I vaccini sono brodaglia" e il no vax finisce sotto inchiesta

L’uomo ha condotto una sua personale "battaglia" social contro vaccini, ma adesso sono guai

No vax - foto Ansa

Era un susseguirsi di post contro le mascherine, contro il Governo, contro ogni restrizione, contro il Covid che, a detta sua era un’invenzione, contro i vaccini, definiti “brodaglia”. Così un pensionato di Cremona di 66 anni scriveva tutti i giorni in un gruppo Facebook dedicato ai residenti della città lombarda. Parole in libertà, di fronte alle quali però un pm ha ravvisato un reato, quello di "istigazione alla disobbedienza delle leggi”. Per la Procura l’uomo ha indotto delle persone a disobbedire alle leggi dello Stato, in questo caso quelle anti Covid, inducendo anche le persone a non vaccinarsi. La notizia è di oggi, quando il 66enne ha di fatto ricevuto l’avviso di garanzia.

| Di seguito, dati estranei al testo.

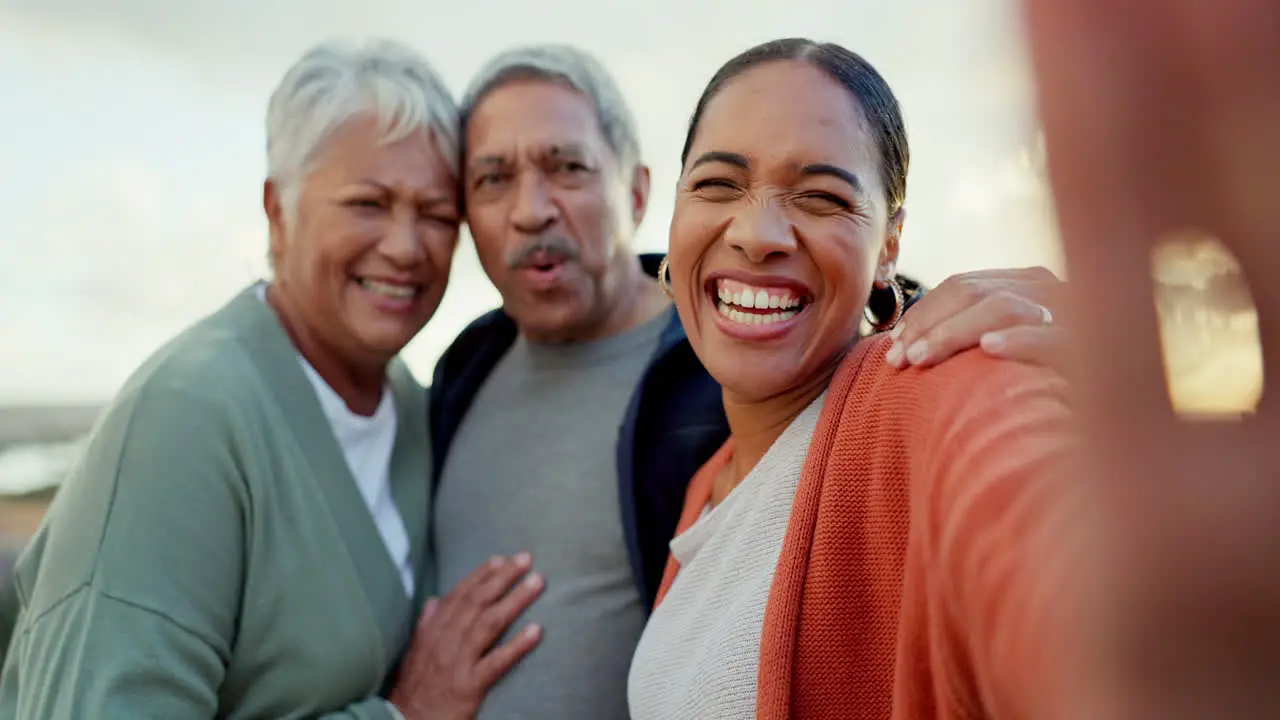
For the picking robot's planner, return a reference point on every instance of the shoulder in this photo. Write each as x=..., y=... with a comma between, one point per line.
x=201, y=387
x=969, y=381
x=967, y=399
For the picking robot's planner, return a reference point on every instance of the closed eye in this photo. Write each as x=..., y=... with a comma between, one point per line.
x=828, y=200
x=713, y=182
x=488, y=178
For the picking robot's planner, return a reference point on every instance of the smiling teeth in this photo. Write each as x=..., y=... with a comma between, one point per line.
x=397, y=291
x=755, y=318
x=753, y=297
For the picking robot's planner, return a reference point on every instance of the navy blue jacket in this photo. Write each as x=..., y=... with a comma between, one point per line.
x=675, y=422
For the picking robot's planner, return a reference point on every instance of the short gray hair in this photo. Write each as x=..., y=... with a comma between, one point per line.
x=333, y=83
x=574, y=68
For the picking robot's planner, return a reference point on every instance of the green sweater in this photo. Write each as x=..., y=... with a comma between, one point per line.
x=210, y=555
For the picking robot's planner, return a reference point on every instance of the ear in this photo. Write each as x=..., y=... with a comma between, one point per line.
x=639, y=194
x=274, y=208
x=887, y=265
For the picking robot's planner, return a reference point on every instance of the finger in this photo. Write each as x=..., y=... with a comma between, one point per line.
x=481, y=595
x=959, y=292
x=493, y=621
x=964, y=329
x=452, y=610
x=498, y=661
x=1042, y=345
x=1109, y=164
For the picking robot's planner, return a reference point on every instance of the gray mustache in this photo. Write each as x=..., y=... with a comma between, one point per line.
x=556, y=246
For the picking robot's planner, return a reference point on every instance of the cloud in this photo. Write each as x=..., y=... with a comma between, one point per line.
x=136, y=145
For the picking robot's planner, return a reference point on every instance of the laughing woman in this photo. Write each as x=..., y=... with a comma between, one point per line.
x=246, y=533
x=863, y=545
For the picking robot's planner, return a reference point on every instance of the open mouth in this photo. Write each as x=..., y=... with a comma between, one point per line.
x=757, y=305
x=389, y=290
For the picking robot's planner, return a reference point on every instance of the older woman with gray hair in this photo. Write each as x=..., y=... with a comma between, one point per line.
x=246, y=532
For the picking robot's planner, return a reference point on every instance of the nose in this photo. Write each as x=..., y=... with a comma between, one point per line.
x=403, y=244
x=762, y=232
x=534, y=210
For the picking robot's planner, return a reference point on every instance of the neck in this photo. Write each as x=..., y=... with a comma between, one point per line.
x=757, y=424
x=630, y=300
x=357, y=383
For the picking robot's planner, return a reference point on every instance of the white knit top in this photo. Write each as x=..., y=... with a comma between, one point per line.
x=700, y=651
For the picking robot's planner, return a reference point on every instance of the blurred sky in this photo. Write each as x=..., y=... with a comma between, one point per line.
x=132, y=159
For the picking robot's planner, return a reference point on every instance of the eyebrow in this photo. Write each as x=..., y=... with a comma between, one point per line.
x=721, y=156
x=556, y=150
x=813, y=169
x=832, y=171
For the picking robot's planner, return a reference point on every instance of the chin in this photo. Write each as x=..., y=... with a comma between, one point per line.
x=750, y=382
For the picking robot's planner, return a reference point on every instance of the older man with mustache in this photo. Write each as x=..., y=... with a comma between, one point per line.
x=570, y=422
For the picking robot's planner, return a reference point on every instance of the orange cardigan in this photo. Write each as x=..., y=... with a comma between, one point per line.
x=904, y=588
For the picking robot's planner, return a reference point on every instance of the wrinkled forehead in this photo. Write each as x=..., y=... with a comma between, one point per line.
x=789, y=114
x=525, y=118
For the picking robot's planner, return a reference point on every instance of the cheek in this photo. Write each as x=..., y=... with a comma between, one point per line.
x=440, y=247
x=594, y=220
x=693, y=233
x=846, y=261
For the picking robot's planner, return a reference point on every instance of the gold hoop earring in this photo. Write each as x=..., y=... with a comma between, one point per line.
x=899, y=308
x=664, y=278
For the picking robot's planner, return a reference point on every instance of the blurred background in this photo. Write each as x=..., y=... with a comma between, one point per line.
x=132, y=162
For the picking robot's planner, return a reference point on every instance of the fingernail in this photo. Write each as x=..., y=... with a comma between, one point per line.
x=993, y=342
x=428, y=611
x=895, y=355
x=919, y=349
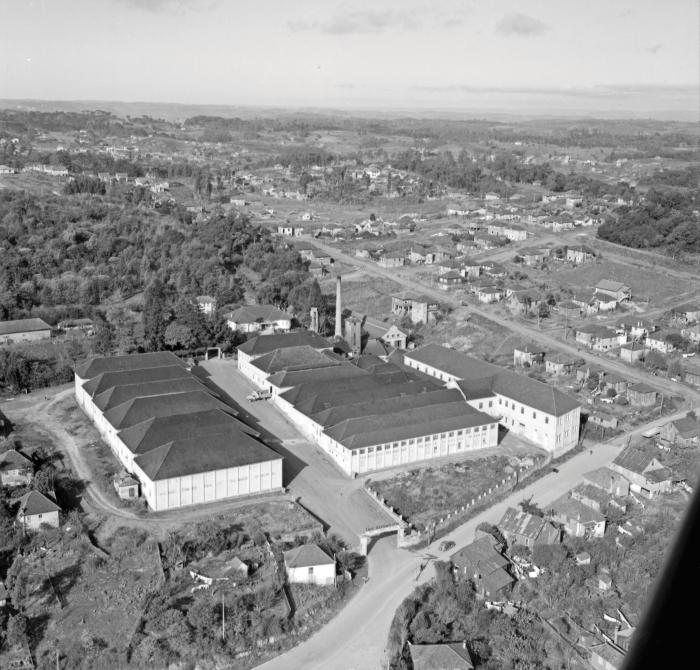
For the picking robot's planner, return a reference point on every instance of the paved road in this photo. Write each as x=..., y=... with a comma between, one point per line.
x=521, y=328
x=309, y=473
x=356, y=638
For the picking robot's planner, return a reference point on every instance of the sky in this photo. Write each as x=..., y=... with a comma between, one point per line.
x=511, y=55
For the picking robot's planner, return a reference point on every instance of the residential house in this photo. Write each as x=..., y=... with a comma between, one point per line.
x=24, y=330
x=641, y=395
x=614, y=289
x=392, y=259
x=683, y=432
x=526, y=302
x=632, y=352
x=559, y=364
x=599, y=338
x=445, y=656
x=578, y=519
x=488, y=294
x=580, y=254
x=126, y=486
x=450, y=280
x=608, y=480
x=646, y=474
x=483, y=563
x=686, y=313
x=259, y=318
x=569, y=309
x=36, y=510
x=394, y=338
x=15, y=469
x=532, y=256
x=527, y=354
x=309, y=564
x=207, y=304
x=661, y=341
x=519, y=527
x=419, y=308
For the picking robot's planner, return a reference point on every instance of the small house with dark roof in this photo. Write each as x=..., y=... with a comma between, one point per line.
x=683, y=432
x=645, y=472
x=519, y=527
x=259, y=319
x=444, y=656
x=641, y=395
x=483, y=563
x=15, y=469
x=36, y=510
x=577, y=519
x=23, y=330
x=309, y=564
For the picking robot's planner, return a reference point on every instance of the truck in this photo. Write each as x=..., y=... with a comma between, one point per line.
x=259, y=395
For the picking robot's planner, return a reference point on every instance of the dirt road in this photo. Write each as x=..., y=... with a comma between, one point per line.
x=521, y=328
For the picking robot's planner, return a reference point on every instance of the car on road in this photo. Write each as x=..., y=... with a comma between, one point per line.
x=259, y=395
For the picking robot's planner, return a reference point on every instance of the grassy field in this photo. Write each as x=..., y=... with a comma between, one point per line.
x=424, y=495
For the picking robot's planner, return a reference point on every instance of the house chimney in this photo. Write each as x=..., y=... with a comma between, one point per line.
x=338, y=310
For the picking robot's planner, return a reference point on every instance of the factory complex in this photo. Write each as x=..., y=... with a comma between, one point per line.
x=171, y=431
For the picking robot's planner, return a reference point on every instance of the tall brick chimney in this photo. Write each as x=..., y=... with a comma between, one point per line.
x=338, y=310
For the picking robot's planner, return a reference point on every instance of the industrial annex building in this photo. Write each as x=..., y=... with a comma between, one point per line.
x=366, y=413
x=539, y=412
x=169, y=430
x=369, y=413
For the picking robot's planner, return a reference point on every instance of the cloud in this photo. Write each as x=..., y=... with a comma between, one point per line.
x=178, y=6
x=521, y=25
x=379, y=21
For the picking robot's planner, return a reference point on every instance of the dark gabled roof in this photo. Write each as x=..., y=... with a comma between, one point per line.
x=251, y=313
x=303, y=357
x=521, y=523
x=307, y=555
x=264, y=344
x=36, y=503
x=481, y=377
x=479, y=557
x=95, y=366
x=334, y=415
x=108, y=380
x=445, y=656
x=635, y=458
x=139, y=409
x=156, y=431
x=401, y=425
x=22, y=326
x=12, y=459
x=206, y=453
x=120, y=394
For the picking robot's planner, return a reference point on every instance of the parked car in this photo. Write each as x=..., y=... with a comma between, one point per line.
x=259, y=395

Per molto tempo l’uomo ha condotto una sua personale “battaglia” social contro vaccini, ma anche mascherine anti Covid, definendo quest’ultime "causa di lento ed inesorabile suicidio». E ancora, scrive il pm Lisa Saccaro, frasi "che definivano falsi i numeri dei decessi da Covid 19", e "che descrivevano i metodi diagnostici della malattia come bufale create da una medicina che prende in giro tutti gli italiani”.